Members of the EIS, NASUWT, SSTA and the AHDS trade unions are taking part in the action in a dispute over pay.
Unions rejected a 5% increase, arguing for 10%. The offer includes rises of up to 6.85% for the lowest-paid staff.
The Scottish Negotiating Committee for Teachers (SCNT) is meeting to discuss the pay options.
The committee brings unions, the government and councils together to negotiate.
The EIS said it hoped the SNCT meeting, which was called at the request of the unions, would advance discussions towards a new offer.
But EIS representative Des Morris, chair of the teachers’ side of the SNCT, said the strikes would proceed in the absence of an improved deal.
Last week, the Scottish government said there was “potential scope for compromise” following a meeting with teaching unions.

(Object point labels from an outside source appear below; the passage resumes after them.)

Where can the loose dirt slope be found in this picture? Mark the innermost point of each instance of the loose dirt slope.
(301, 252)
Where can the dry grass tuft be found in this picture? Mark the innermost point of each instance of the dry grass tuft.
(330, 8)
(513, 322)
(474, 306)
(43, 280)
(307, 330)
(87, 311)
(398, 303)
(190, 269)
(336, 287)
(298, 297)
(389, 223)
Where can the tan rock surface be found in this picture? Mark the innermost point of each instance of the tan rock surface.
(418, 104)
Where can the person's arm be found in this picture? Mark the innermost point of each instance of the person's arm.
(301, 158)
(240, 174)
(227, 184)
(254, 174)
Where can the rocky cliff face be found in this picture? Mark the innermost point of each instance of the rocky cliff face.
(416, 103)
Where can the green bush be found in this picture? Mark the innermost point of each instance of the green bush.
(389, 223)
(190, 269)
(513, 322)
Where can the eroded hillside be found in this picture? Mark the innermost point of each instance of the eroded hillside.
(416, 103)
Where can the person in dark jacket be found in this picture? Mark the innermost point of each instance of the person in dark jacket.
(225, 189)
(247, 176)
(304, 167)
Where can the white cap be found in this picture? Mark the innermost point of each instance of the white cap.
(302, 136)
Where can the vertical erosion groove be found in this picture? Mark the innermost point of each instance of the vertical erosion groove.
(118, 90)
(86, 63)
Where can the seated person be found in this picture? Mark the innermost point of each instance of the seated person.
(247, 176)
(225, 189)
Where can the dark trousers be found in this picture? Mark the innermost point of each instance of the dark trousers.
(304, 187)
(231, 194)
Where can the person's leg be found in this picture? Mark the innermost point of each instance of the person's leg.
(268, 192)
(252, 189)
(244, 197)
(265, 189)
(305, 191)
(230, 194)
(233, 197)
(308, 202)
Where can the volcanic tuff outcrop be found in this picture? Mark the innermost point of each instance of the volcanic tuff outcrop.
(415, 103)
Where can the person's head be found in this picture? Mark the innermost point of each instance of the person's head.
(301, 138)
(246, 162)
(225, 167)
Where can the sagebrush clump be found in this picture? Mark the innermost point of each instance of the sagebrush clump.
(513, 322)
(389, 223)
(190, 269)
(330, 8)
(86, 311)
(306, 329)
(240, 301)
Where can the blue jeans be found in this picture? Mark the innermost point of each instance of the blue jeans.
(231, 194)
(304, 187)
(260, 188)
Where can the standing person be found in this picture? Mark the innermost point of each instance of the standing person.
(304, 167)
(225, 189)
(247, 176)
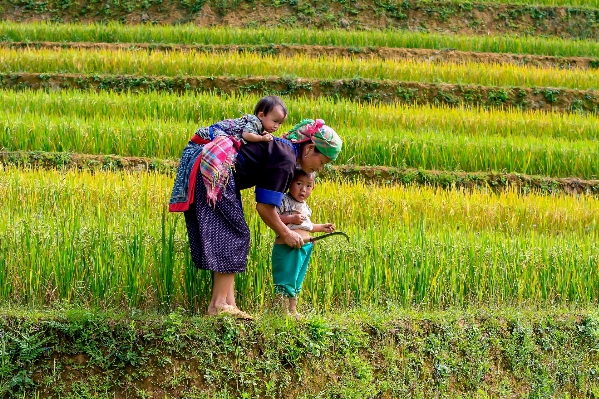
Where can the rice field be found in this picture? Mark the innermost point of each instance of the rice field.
(105, 239)
(555, 145)
(176, 63)
(191, 34)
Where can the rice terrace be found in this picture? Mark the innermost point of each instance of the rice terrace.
(468, 185)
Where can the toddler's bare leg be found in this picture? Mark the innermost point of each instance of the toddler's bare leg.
(292, 305)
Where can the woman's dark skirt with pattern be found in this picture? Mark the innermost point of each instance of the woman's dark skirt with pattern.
(219, 237)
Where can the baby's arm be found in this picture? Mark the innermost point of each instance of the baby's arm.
(292, 219)
(255, 138)
(324, 228)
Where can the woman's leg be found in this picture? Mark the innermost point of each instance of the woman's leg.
(221, 289)
(231, 294)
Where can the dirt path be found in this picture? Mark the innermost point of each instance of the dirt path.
(368, 174)
(535, 98)
(428, 55)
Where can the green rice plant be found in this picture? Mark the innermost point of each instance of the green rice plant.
(100, 240)
(178, 63)
(192, 34)
(188, 111)
(419, 148)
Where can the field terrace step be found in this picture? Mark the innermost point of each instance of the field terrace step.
(367, 174)
(526, 98)
(450, 16)
(389, 53)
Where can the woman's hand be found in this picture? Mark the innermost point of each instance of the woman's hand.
(328, 227)
(267, 137)
(293, 239)
(297, 218)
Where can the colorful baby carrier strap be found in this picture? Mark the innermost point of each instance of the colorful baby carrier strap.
(217, 160)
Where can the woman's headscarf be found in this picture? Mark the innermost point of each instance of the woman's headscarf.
(324, 137)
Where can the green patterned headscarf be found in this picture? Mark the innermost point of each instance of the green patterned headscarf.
(324, 138)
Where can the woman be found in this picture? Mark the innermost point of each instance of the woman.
(218, 234)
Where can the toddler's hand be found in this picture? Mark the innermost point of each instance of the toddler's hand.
(298, 218)
(329, 227)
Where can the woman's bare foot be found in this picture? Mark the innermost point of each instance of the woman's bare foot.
(229, 310)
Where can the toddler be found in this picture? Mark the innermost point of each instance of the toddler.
(289, 265)
(270, 112)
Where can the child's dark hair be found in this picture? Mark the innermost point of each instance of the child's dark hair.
(268, 103)
(300, 172)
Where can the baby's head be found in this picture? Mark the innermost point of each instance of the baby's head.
(272, 112)
(302, 185)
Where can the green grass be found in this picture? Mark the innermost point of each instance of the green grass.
(190, 108)
(191, 34)
(367, 353)
(106, 239)
(202, 64)
(389, 135)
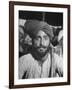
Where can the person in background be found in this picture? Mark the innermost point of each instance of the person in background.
(41, 62)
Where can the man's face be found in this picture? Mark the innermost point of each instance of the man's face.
(41, 42)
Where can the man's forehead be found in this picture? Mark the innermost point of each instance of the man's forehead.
(40, 32)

Education Secretary Shirley-Anne Somerville, left, said the talks on Friday were “constructive and helpful”.
She added: “We are open to considering options to resolve this dispute through the SNCT.
“I recognise that any deal must be fair and affordable for all concerned, given the unprecedented pressures facing Scotland’s budget.”

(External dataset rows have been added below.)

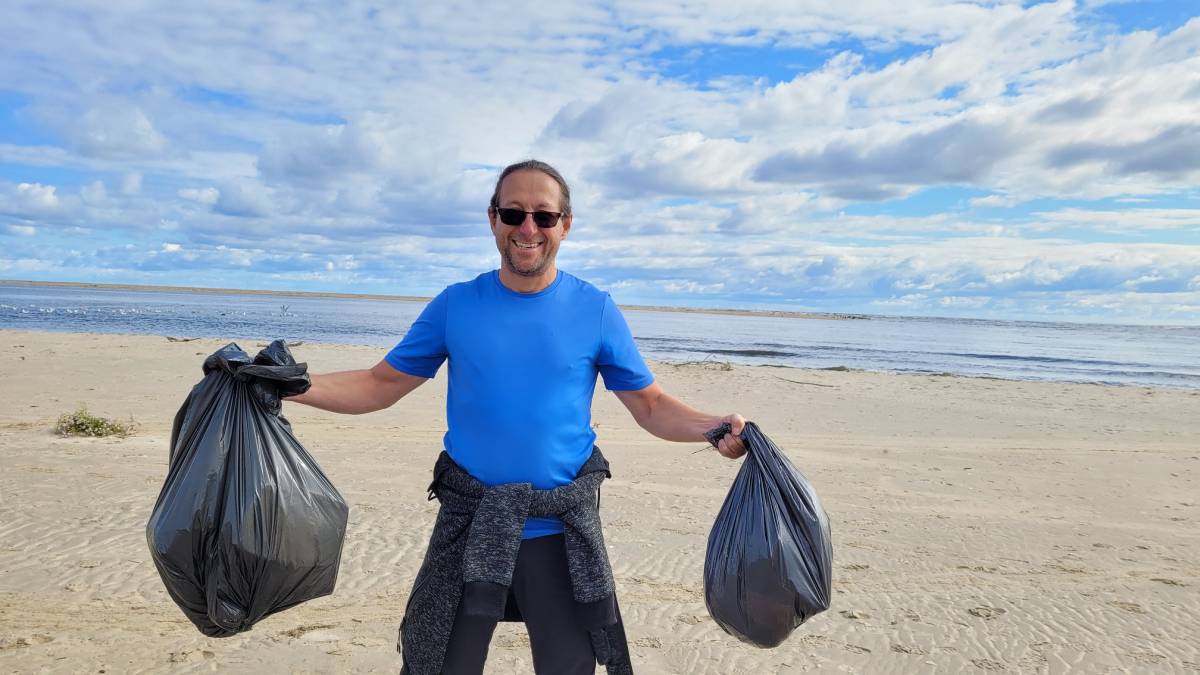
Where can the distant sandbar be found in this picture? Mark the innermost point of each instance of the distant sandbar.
(781, 314)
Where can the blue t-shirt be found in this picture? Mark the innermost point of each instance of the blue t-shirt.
(522, 371)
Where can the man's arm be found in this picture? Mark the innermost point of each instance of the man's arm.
(671, 419)
(357, 392)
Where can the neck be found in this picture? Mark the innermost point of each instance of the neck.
(520, 284)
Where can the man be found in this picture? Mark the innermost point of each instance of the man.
(525, 345)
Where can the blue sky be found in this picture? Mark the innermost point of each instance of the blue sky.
(939, 157)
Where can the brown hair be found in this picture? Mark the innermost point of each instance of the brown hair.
(535, 165)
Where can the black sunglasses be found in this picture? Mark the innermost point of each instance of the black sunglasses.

Local government body Cosla said there was no additional funding available for an improved pay deal.
Cosla’s spokeswoman for resources, Katie Hagmann, said: “I look forward to maintaining constructive and proactive dialogue, which considers all options available, so that we limit any further disruption for pupils, parents and carers.”

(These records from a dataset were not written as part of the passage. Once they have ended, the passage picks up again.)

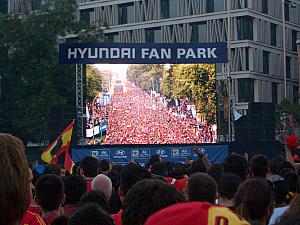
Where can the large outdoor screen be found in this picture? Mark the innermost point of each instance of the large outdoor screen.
(151, 104)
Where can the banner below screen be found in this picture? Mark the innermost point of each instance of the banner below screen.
(128, 53)
(123, 155)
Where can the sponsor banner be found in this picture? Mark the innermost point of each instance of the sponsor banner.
(141, 154)
(142, 53)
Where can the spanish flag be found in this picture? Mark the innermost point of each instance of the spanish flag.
(59, 149)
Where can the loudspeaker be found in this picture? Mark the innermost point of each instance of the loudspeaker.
(258, 125)
(59, 119)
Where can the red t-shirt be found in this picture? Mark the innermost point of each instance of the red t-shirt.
(117, 217)
(32, 219)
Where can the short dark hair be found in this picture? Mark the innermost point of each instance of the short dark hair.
(260, 166)
(236, 164)
(104, 165)
(14, 179)
(49, 191)
(147, 197)
(95, 196)
(89, 165)
(254, 199)
(131, 174)
(202, 188)
(90, 214)
(75, 187)
(229, 184)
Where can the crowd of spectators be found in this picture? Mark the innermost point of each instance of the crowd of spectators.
(136, 118)
(241, 191)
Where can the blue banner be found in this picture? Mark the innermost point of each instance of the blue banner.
(141, 154)
(128, 53)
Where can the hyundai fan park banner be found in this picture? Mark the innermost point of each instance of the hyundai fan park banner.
(128, 53)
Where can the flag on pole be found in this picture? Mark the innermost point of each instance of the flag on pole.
(59, 149)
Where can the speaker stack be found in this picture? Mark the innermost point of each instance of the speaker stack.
(258, 124)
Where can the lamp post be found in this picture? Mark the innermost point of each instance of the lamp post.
(298, 50)
(290, 3)
(229, 67)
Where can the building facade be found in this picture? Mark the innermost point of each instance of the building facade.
(257, 53)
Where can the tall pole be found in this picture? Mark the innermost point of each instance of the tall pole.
(284, 49)
(229, 66)
(298, 50)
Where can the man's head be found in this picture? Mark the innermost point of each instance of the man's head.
(236, 164)
(14, 180)
(104, 166)
(260, 166)
(147, 197)
(91, 214)
(89, 167)
(229, 184)
(75, 187)
(49, 192)
(202, 188)
(102, 183)
(131, 174)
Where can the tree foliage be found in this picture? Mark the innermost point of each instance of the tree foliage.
(146, 76)
(93, 83)
(32, 79)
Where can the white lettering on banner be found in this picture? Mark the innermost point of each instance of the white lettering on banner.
(82, 52)
(202, 53)
(72, 53)
(211, 53)
(145, 53)
(90, 53)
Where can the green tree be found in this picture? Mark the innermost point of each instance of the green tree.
(198, 84)
(32, 79)
(93, 83)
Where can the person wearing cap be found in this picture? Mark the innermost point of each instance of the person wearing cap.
(195, 213)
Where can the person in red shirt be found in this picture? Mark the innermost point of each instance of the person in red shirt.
(50, 196)
(130, 174)
(88, 169)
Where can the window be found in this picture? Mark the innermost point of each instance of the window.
(273, 34)
(294, 40)
(85, 15)
(288, 67)
(215, 5)
(153, 35)
(265, 6)
(126, 13)
(274, 93)
(266, 62)
(4, 6)
(170, 8)
(287, 11)
(199, 32)
(113, 37)
(246, 90)
(245, 28)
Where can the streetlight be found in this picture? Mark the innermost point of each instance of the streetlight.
(291, 3)
(298, 50)
(229, 67)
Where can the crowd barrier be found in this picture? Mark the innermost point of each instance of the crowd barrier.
(122, 154)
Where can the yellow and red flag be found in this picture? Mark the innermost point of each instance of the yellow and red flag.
(59, 148)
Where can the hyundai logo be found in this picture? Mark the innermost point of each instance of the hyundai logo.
(160, 152)
(120, 152)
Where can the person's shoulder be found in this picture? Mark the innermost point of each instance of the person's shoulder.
(31, 218)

The industrial action follows the biggest Scottish teachers’ strike in decades in November.
Teaching unions in England and Wales are also balloting members over pay.
Most state school teachers in England and Wales had a 5% rise this year, and many teachers in Northern Ireland have been offered 3.2% over two years.
Unions argue that with inflation at 10.7%, these increases amount to a real-terms pay cut.
Scottish Liberal Democrat education spokesperson Willie Rennie MSP, right, today compared the Scottish Government to, “the lazy student who repeatedly submits their homework late.” He made the claim as the government took no action to bring an end to the strikes over the festive season.
Mr Rennie commented: “This week’s strikes threaten enormous disruption for pupils but the Scottish Government took no action for weeks to bring them to an end.
“They are like the lazy student who repeatedly submits their homework late.
“Teachers have seen class sizes rise and classroom support plummet, a direct consequence of the years of neglect at the hands of the SNP.
“The Scottish Government needs to step up the effort to resolve the strikes.”
Top of page picture: Labour MSPs Jackie Baillie and Paul O’Kane supporting the teachers.